RAPHAEL

Association loi 1901

Mauvais jeu de mot, surement, mais quelle bonne idée.

Le procédé n'est pas nouveau. L'ajout de chlore actif (hypochlorite de sodium) à une eau insalubre est la technique la plus répandue dès lors qu'il s'agit de désinfecter une eau impure des parasites, bactéries et autres virus.

En tuant la majorité de ces micro-organismes pathogènes, ce procédé à base de chlore permet de produire de l'eau potable à partir d'eau frelatée.

Or, les pays d'extrême pauvreté - qui souffrent de maladies hydriques mortelles (choléra, fièvre typhoïde, …) - ne produisent pas de chlore actif. Ils se voient alors dans l'obligation d'opter pour l'importation - onéreuse - de ce produit.

Les appareils d'Antenna Technologies, baptisés Antenna-Wata, proposent de produire du chlore actif par électrolyse d'eau salée.
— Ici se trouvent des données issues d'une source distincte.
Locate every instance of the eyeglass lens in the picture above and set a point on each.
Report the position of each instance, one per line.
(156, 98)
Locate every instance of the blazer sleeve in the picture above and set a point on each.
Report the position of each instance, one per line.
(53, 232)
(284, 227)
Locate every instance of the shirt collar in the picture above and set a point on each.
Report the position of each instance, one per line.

Plus précisément, un appareil Wata transforme une eau salée contenant 25 grammes de sel par litre en un concentré de 6 grammes de chlore par litre.
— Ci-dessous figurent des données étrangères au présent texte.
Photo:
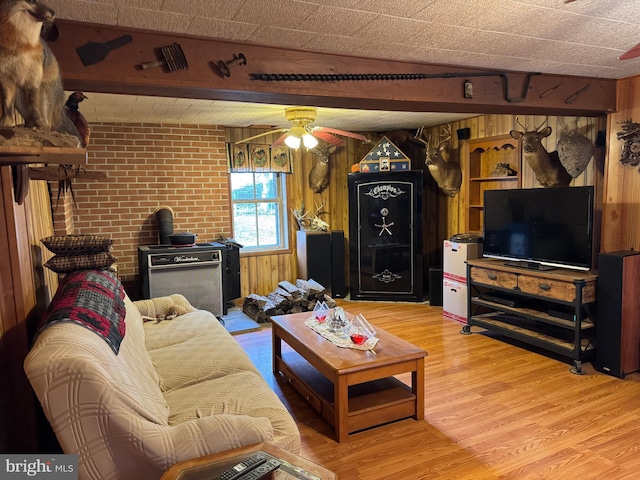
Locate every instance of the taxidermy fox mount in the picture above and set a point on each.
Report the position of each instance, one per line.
(30, 82)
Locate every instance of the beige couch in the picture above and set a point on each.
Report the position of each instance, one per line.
(177, 389)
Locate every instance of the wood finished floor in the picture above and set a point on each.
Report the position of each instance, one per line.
(492, 411)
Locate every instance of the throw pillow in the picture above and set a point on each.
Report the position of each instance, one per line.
(93, 299)
(76, 244)
(69, 263)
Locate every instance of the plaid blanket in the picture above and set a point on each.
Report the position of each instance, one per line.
(93, 299)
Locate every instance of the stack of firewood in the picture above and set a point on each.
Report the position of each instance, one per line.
(287, 298)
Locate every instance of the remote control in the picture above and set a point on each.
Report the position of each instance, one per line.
(243, 467)
(261, 470)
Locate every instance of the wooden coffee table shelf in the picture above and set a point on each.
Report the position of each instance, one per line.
(352, 389)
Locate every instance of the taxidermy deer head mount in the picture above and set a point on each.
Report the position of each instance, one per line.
(446, 172)
(546, 166)
(311, 221)
(319, 174)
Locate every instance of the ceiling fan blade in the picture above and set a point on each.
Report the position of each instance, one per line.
(245, 140)
(631, 53)
(339, 132)
(327, 137)
(279, 141)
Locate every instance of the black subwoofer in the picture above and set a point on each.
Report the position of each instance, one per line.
(618, 318)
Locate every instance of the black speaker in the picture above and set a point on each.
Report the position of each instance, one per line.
(314, 257)
(618, 317)
(463, 133)
(338, 283)
(435, 286)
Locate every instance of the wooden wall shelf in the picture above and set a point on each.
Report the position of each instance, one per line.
(15, 155)
(484, 154)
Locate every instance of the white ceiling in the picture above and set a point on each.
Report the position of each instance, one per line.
(583, 38)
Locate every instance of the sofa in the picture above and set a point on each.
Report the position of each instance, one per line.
(132, 397)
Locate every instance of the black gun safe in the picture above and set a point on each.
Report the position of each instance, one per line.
(385, 236)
Autrement dit, un litre de chlore permet de produire, par dilution, 4000 litres d'eau potable de boisson. A noter que le concentré de chlore actif produit avec les appareils Antenna-Wata peut également être employé comme désinfectant pour de multiples usages (cuisine, hôpital…).


Le Wata Standard, un petit appareil de 31cm de long qui pèse 180g produit 1 litre de concentré de chlore actif par heure, ce qui permet de désinfecter environ 90 000 litres d'eau par jour, couvrant les besoins en eau potable de 6.000 personnes. Il suffit d'une alimentation électrique : 12V / 4A (sur réseau, batterie ou panneau solaire 50W)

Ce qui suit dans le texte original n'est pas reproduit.